Desorption kinetics of methanol on Au(111) and the oxidation of methanol on atomic oxygen pre-covered Au(111) have been investigated employing temperature programmed desorption (TPD) and molecular beam reactive scattering (MBRS). On clean Au(111), methanol is weakly adsorbed and desorbs molecularly. Three adsorption states, which are assigned to methanol molecules desorbing from the monolayer (β phase), amorphous multilayers (α2 phase), and crystallized multilayers (α1 phase), are observed. For the β peak, detailed numerical analysis, based on mathematical inversion of the Polanyi-Wigner equation, leads to an optimized pre-exponential factor (log ν = 11.3 ± 1.1 s-1) and coverage-dependent desorption energies, which are further used to accurately simulate TPD spectra for submonolayer initial methanol coverages. For methanol coverages of 0.2 and 1.0 ML, desorption energies of 40.6 ± 1.6 kJ/mol and 34.8 ± 1.4 kJ/mol are extracted.
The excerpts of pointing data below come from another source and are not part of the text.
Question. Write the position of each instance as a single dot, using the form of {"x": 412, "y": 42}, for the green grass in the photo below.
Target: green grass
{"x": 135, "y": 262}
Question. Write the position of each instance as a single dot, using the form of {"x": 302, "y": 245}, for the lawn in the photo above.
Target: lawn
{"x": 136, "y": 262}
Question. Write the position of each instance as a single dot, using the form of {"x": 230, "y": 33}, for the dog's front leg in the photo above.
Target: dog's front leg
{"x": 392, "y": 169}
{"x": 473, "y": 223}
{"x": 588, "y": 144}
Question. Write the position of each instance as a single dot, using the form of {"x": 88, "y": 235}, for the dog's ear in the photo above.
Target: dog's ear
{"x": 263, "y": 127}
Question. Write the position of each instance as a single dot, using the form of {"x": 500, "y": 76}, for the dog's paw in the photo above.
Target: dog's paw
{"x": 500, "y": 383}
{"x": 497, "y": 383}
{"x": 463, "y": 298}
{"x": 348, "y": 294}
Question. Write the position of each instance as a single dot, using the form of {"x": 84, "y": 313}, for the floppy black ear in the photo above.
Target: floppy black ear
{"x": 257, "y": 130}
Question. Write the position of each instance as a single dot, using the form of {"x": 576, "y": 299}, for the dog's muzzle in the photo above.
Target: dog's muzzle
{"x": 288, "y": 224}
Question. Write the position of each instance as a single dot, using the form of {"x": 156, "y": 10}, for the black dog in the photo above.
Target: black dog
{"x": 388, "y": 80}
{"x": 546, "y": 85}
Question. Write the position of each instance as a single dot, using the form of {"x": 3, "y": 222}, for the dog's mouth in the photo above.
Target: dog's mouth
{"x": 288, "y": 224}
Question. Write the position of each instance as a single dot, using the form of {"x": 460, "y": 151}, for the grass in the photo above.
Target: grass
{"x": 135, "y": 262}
In the presence of atomic oxygen, TPD of adsorbed methanol exhibits desorption of only CH3OH, H2O, CO, and CO2. No other partial oxidation products or derivatives such as hydrogen, formaldehyde, formic acid, or methyl formate are detected during TPD or MBRS measurements. On the basis of our experimental results and previous similar studies on other coinage metals, we suggest that abstraction of hydrogen is the initial step in the surface decomposition of methanol and that the adsorbed/surface bound methoxy group [CH3O(a)] is the primary intermediate in the oxidation of methanol.